So any paid benefits are up to the discretion of the employer. Some states do grant short-term disability benefits when you're unable to work due to injury or illness, including pregnancy. And a handful of states now require employers to provide paid leave. Check to see if you live in a state where this applies. Now, let's consider how a baby will fit into this context. Will there be an interruption in income after you bring the baby home? Perhaps you plan for one person to be a stay at home parent. In either case, start preparing now.
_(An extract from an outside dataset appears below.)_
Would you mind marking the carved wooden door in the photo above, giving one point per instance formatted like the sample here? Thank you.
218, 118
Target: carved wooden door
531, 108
Look for ways to adjust spending and boost savings and get serious about paying down any debts you may have. Of course, we all wish we had an infinite amount of money for the care and keeping of our children. It's painful when financial considerations dictate what kind of childcare or education you can afford. So we really want to give ourselves as much space and time as possible to gather information, identify options, and to figure out priorities. I recommend you research various price points on each of these measures. For example, look at the difference between group daycare, a private nanny, and nanny share then see what housing and transportation costs might be in different school systems.
This way, you can start to analyze and compare what expenditures are most important to you. Remember, these decisions can feel very complicated and intense, take this process one step at a time and avoid the temptation to rush. As you're gathering information, make sure to talk about these options with your partner. New parenthood is often a time where values and priorities shift significantly so don't assume you know what your partner's wishes will be. If you're embarking on this journey as a solo parent, find a trusted friend or family member who can be a sounding board as you work through your own choices and plans.
Finally, two things. It's okay not to have it all figured out the day the baby comes home. This will always be a work in progress. And two, when it doubt, it never hurts to have more in savings.